Consciente de l’urgence d’agir en faveur du développement durable, la Ville de Rillieux-la-Pape a, depuis longtemps, mis en oeuvre une politique volontariste dans ce domaine. 1997 : signature d’une Charte de l’environnement. 1998 : création des Observateurs de quartiers. 2006 : publication d’un Agenda 21 structuré autour de quatre volets et deux cents actions. 2007 : reconnaissance par le Ministère de l’énergie, de l’écologie, du développement durable et de l’aménagement du territoire (MEEDDAT). 2011 : participation à la première édition du salon Echos-Logis consacré à l’autoconstruction et à l’habitat durable.

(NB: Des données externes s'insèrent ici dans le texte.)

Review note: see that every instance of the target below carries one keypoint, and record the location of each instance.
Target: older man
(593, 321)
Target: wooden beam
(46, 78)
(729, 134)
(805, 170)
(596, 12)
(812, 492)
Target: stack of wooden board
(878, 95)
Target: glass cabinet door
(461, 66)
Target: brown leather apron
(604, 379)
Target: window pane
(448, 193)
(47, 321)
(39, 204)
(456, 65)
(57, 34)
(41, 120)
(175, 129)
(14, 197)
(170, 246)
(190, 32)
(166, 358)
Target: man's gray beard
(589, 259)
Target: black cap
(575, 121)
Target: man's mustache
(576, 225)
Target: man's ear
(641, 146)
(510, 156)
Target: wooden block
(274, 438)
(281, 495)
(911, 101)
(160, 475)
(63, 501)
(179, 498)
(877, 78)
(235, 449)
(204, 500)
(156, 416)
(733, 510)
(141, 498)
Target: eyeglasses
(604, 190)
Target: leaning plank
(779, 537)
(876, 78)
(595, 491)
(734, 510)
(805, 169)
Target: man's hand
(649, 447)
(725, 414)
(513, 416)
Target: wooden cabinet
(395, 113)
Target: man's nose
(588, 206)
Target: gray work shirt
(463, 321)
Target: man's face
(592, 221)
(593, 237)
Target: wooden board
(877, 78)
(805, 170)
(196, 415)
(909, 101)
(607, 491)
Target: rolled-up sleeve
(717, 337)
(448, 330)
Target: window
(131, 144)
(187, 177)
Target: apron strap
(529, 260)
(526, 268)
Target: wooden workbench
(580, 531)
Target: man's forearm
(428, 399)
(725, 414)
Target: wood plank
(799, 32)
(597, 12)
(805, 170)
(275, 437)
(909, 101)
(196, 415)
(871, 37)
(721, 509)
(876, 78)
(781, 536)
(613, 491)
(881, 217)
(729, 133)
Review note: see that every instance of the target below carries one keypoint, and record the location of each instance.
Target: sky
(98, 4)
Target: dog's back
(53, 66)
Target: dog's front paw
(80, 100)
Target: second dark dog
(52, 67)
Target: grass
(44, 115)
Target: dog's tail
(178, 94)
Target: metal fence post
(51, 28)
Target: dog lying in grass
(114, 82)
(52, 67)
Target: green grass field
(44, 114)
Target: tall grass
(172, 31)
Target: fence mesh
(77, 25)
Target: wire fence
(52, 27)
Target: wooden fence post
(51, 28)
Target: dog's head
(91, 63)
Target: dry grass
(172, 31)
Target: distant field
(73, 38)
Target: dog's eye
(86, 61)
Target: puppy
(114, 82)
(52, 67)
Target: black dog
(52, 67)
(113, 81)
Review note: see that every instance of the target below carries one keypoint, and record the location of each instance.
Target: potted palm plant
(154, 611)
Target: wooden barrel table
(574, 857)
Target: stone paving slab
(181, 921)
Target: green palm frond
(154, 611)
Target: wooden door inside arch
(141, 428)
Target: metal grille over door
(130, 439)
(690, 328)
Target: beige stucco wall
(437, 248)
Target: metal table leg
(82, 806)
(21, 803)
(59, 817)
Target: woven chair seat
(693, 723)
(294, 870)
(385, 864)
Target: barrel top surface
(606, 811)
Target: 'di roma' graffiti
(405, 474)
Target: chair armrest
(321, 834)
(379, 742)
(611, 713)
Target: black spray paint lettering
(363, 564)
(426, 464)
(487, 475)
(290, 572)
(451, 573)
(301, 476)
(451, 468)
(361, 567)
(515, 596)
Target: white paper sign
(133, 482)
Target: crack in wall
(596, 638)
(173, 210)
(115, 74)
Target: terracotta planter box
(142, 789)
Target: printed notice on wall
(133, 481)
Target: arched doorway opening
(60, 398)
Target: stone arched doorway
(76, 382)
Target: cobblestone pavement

L’année 2012 va constituer une nouvelle date phare de cet engagement. En juin, Rillieux-la-Pape va, en effet, publier une seconde version de son Agenda 21, suite à un long processus expérimental d’évaluation participative réalisé sur douze actions par des habitants, des partenaires locaux en lien avec des agents de la Ville. Ce nouvel Agenda 21 comprend, entre autres, un volet climat-ressources dont les actions – qui vont dans le sens du Plan Climat du Grand Lyon – porteront notamment sur les dépenses d’énergie.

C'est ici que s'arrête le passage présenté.